Soner Sert ile Filmi “Acı Kahve” ve Sinemanın Toplumsal Yansımaları Üzerine

Yazan: Gamze Çakan

Başrollerinde Nazan Kesal, Buçe Buse Kahraman, Reha Özcan, Şerif Erol, Atay Yıldız, Benian Dönmez ve Name Önal’ın yer aldığı, senarist ve yönetmen koltuğunda Soner Sert’in oturduğu “Acı Kahve”, Chantier Films’in dağıtımıyla 3 Ocak’ta tüm Türkiye’de seyirci karşısına çıkıyor.

Nişan töreni için kız tarafının evinde aileler bir araya toplanır.

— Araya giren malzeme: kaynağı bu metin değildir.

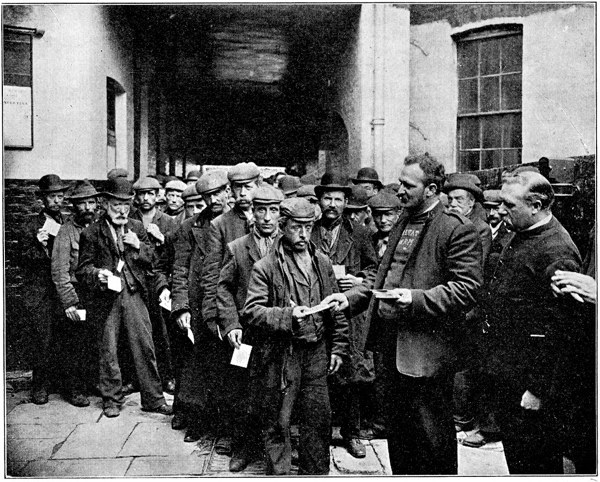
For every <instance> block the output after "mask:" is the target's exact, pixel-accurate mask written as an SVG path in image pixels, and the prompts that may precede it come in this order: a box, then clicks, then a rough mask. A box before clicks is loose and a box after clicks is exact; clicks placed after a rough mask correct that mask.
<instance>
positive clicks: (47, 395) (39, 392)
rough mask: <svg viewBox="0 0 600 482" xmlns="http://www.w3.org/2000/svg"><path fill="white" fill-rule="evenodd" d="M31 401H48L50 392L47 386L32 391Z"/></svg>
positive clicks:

Kısa sürede gerginliklerini atan aileler rahat tavırlarla sohbet ederken damadın geçmiş yıllarda bir cinayet işlediği ortaya çıkar. Bu gelişme, toplumsal cinsiyet rollerinden sosyal meselelere değin bir dizi tartışmanın açılmasına neden olur. Maskelerin atıldığı bu gecede herkes rolünü layıkıyla yerine getirmeye çalışacaktır.

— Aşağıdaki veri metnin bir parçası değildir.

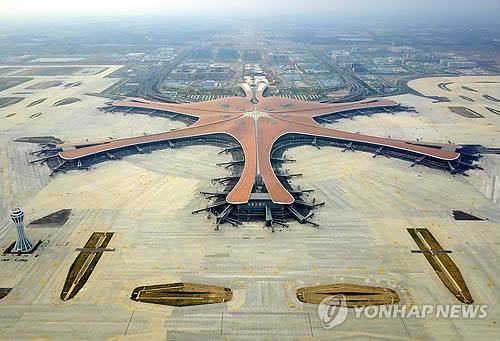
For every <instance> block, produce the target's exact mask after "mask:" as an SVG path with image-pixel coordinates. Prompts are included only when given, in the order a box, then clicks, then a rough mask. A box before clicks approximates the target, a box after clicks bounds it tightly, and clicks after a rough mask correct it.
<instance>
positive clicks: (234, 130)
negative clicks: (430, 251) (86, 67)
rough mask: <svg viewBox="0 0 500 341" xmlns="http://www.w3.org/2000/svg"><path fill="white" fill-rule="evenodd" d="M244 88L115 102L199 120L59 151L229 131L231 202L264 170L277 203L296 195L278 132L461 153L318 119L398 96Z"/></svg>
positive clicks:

Yönetmen ve senarist Soner Sert ile filmi “Acı Kahve”, bağımsız film çekmenin zorlukları ve gelecek projeleri hakkında keyifli bir sohbet gerçekleştirdik.

Seni makalelerinden, öykü ve kuramsal kitaplarından, kısa filmlerinden tanıyanlar var, ancak ilk uzun metraj filmin “Acı Kahve” ile çok daha geniş bir kitleye hitap ediyorsun. Seninle yeni tanışan sinemaseverler için kendinden bahseder misin?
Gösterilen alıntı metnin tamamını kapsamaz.